O naufrágio não aconteceu de verdade.
As ondas eram feitas de cobertores.
Preguiça.
Esticar braços e pernas.
O gelado da lajota, chinelos.
Acender a luz, olhos incomodados.
Espelho? Não.
A manhã em sua infância.
Vapores sonoros do dia.
O sapato abafado pelo tapete.
O café molhando a xícara.
O verde da grama transformado em asfalto cinzento.
O ribeirão de carros desaguando em um mar de luzes vermelhas e fumaça.
O tempo remando contra a maré de vontades.
As rádios vendendo alegrias.
Buzina. Panfleto. Motocicletas. Placas: Compre aqui.
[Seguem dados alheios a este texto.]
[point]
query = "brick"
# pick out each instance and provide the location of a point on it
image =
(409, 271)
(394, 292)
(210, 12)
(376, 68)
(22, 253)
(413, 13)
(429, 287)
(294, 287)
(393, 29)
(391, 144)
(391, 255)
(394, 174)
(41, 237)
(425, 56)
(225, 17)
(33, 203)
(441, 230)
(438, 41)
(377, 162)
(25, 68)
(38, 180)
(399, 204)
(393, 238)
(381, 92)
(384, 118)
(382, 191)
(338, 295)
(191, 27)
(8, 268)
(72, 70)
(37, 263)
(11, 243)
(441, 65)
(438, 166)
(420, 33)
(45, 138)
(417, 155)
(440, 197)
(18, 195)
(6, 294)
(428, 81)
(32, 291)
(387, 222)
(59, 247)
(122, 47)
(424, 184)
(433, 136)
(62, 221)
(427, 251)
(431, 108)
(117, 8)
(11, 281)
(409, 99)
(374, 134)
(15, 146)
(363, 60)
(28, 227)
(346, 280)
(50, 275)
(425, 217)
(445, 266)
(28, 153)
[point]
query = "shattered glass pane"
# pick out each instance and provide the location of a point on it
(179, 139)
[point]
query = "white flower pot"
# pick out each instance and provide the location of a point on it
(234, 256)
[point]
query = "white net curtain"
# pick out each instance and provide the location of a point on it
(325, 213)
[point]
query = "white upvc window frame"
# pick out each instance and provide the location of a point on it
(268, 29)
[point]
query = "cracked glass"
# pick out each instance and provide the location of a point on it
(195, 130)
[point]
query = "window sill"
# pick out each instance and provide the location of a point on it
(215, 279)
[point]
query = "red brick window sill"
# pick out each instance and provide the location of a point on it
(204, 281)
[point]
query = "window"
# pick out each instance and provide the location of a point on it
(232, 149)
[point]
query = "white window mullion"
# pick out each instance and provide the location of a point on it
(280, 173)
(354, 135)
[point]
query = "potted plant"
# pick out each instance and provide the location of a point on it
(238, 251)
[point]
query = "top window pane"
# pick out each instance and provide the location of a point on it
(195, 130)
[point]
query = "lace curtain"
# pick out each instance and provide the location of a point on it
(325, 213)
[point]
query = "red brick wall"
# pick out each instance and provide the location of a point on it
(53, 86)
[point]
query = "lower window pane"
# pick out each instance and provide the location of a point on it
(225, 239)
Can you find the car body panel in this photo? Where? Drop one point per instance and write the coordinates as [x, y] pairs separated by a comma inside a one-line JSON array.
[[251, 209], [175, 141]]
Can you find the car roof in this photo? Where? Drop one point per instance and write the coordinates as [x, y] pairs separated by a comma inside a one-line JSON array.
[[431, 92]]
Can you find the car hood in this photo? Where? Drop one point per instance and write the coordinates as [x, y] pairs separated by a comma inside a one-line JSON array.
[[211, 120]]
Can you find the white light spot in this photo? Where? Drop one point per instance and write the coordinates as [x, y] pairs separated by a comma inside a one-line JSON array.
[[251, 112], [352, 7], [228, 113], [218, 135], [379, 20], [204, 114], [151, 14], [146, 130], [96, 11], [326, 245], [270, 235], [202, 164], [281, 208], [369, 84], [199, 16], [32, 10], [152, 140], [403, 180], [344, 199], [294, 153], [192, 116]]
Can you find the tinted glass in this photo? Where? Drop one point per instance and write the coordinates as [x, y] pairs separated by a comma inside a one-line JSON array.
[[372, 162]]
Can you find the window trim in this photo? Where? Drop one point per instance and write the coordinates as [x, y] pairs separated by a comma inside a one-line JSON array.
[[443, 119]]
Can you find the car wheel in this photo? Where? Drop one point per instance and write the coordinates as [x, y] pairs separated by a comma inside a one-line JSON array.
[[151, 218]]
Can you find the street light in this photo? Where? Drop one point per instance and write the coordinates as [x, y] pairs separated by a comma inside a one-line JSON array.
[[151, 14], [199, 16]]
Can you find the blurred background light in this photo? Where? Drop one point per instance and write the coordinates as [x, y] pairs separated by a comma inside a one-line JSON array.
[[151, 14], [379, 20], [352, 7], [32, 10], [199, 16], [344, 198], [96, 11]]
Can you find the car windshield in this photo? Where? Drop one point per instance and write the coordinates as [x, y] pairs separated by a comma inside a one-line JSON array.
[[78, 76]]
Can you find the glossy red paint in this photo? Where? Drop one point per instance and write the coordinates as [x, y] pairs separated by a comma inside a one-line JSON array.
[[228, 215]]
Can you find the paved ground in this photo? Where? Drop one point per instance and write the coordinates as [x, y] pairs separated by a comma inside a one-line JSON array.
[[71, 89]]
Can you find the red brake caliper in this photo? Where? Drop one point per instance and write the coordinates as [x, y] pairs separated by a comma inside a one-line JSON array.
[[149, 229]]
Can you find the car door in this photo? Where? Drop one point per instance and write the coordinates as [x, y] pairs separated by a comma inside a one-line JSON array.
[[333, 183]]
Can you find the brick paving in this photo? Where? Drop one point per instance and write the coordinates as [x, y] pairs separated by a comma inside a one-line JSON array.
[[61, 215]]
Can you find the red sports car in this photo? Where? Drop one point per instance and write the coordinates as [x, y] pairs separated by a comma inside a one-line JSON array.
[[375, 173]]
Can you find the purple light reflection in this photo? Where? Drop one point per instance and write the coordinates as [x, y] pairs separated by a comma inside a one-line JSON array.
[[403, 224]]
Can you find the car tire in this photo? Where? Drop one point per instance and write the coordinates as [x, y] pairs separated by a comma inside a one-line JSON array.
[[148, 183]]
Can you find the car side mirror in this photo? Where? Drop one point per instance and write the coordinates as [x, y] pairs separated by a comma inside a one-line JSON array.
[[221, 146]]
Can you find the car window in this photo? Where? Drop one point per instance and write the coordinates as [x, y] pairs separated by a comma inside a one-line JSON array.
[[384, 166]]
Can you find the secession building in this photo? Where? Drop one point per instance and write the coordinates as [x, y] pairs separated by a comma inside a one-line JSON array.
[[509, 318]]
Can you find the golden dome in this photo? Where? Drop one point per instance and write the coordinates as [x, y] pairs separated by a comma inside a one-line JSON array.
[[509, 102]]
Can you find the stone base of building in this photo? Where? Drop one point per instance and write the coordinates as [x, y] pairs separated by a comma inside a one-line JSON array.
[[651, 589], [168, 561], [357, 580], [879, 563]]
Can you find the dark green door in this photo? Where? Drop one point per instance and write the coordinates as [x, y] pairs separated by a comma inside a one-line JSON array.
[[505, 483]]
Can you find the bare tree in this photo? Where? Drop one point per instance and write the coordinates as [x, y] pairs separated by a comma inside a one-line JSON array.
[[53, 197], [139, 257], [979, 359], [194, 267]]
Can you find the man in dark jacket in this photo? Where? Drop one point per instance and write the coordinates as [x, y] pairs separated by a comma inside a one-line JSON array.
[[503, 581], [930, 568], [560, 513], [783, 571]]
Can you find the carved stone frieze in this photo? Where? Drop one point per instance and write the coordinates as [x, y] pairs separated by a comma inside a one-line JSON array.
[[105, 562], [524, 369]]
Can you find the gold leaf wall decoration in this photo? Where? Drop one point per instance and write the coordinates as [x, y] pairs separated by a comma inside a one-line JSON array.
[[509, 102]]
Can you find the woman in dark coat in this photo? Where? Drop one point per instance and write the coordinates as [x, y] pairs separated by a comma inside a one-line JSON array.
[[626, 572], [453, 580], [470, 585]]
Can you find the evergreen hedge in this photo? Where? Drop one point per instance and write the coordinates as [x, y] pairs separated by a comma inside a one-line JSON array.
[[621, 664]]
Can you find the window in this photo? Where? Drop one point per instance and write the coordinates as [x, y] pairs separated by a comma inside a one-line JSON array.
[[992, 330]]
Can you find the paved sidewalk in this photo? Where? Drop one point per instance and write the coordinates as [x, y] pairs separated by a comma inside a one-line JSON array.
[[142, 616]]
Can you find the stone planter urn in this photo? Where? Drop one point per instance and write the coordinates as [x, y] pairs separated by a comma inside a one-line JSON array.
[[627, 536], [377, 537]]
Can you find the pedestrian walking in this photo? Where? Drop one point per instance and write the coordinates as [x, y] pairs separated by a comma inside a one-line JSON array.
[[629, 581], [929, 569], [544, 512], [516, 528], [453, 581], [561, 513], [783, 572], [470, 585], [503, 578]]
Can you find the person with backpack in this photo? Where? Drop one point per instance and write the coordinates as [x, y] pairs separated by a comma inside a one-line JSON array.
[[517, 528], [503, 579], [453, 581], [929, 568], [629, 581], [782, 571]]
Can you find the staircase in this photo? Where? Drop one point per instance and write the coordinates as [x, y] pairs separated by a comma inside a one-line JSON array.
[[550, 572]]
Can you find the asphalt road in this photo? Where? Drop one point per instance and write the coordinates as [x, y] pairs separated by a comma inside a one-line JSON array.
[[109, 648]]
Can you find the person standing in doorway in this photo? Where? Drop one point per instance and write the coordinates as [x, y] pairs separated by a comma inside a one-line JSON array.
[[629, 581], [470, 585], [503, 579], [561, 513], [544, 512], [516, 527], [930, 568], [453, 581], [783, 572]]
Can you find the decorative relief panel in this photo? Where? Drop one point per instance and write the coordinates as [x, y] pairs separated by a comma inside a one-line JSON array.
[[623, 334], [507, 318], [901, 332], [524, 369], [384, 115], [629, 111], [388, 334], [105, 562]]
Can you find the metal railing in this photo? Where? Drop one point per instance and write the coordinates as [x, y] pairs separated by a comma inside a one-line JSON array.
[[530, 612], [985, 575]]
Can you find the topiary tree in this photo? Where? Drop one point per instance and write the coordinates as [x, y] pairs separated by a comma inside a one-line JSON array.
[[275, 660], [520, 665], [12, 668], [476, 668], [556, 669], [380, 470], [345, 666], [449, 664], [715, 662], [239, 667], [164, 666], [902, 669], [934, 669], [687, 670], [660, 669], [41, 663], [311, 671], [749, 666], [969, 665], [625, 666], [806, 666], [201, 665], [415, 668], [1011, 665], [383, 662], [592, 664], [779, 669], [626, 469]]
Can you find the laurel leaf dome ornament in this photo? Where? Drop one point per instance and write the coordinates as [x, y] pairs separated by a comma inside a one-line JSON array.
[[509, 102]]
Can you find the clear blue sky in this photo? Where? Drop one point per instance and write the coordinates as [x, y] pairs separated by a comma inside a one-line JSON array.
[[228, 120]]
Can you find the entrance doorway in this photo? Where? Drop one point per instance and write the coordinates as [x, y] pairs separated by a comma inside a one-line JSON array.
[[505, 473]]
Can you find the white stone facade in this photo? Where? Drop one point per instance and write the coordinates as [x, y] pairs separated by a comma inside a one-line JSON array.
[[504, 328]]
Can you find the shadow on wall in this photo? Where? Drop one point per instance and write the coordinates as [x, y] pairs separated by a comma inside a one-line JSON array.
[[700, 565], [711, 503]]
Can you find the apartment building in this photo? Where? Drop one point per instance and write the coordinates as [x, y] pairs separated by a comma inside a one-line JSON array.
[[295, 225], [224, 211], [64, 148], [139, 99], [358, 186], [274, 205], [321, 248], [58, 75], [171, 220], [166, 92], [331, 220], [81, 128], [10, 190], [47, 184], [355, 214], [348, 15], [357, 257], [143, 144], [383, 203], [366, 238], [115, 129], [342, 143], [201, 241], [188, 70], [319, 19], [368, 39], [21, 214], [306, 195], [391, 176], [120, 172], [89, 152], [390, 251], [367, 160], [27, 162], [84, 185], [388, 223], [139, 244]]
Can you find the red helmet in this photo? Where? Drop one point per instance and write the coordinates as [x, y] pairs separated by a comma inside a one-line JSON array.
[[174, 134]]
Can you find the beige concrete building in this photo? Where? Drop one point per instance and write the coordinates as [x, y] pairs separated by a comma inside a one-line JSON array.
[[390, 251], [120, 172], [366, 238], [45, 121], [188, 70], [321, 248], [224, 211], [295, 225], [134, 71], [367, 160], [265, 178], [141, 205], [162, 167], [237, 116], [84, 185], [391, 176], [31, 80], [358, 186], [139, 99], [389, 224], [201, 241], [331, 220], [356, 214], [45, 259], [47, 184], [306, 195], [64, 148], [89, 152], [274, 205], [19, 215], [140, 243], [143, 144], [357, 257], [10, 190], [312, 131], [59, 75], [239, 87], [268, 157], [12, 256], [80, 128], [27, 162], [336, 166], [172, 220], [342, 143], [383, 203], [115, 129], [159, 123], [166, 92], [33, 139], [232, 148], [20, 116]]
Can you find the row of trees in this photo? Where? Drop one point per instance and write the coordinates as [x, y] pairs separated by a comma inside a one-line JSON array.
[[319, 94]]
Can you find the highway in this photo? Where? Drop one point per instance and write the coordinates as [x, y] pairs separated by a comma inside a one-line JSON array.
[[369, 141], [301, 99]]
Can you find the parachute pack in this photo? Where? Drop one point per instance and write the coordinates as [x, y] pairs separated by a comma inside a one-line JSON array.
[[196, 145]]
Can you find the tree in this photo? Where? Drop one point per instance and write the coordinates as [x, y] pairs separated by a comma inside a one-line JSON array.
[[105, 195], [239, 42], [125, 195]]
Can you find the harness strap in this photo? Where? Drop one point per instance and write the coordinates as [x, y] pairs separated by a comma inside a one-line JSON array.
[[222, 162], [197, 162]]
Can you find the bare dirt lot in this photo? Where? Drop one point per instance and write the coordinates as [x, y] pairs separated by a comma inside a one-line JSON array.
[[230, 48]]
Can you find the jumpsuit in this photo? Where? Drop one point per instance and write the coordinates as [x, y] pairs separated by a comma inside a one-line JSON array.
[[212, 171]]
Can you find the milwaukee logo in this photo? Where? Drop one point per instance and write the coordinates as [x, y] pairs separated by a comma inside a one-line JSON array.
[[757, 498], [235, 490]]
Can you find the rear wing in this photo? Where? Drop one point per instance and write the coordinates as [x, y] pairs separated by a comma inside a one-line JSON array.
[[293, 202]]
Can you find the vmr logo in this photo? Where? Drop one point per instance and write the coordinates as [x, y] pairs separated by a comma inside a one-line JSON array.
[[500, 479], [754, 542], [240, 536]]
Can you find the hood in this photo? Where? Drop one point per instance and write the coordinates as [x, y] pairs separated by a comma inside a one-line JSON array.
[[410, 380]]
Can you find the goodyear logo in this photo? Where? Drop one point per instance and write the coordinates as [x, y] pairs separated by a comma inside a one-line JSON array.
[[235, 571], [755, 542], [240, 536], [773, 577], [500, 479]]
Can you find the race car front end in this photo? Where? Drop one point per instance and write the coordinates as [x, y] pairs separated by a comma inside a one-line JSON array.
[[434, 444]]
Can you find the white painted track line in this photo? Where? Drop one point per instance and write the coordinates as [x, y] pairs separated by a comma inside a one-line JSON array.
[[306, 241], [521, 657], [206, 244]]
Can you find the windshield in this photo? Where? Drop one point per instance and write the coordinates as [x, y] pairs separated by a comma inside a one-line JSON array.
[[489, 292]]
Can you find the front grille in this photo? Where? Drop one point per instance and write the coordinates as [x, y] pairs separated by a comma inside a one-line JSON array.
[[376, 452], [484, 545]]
Seja prudente.
Calor.
O tédio nos espelhos retrovisores.
O que separa os carros é a cidade.
Mistura de concreto, memória e desejo.
Ela borrifa sobre cada habitante seu extrato de cotidiano.
O que faz com que adormeçam em momentos indevidos e alegrem-se no por do sol. Também transforma o gosto da comida repetitiva em agradável.
Bocejo.
O mar avança.
Carros e motocicletas ansiosos por seus destinos individuais.
O outro é apenas um obstáculo que atrapalha a realização de seu desejo.
O nervosismo é conduzido pelo vento e inalado pelos motoristas.
Há mais uma substância flutuando pelos ares e invadindo janelas de motoristas.
É inodora, insípida, mas responsável pelas primeiras alegrias da manhã.
A inabalável certeza de que o novo dia trará consigo uma surpresa agradável.
O canino direito exposto.
Olhos atentos aos óculos escuros fêmea passando ao lado.
Acelera sua virilidade, desvia dois para-choques, a velocidade desenrola a cidade.
Compete com capacetes pela primazia da curva.
A buzina alheia informa-o que venceu.
Distorce um volante que demonstra seus limites.
O grito azedo dos pneus.
Descobre o sol tentando refletir no capô marrom.
“Blue skies, nothing but blue skies...” aumenta o volume, baixa o vidro.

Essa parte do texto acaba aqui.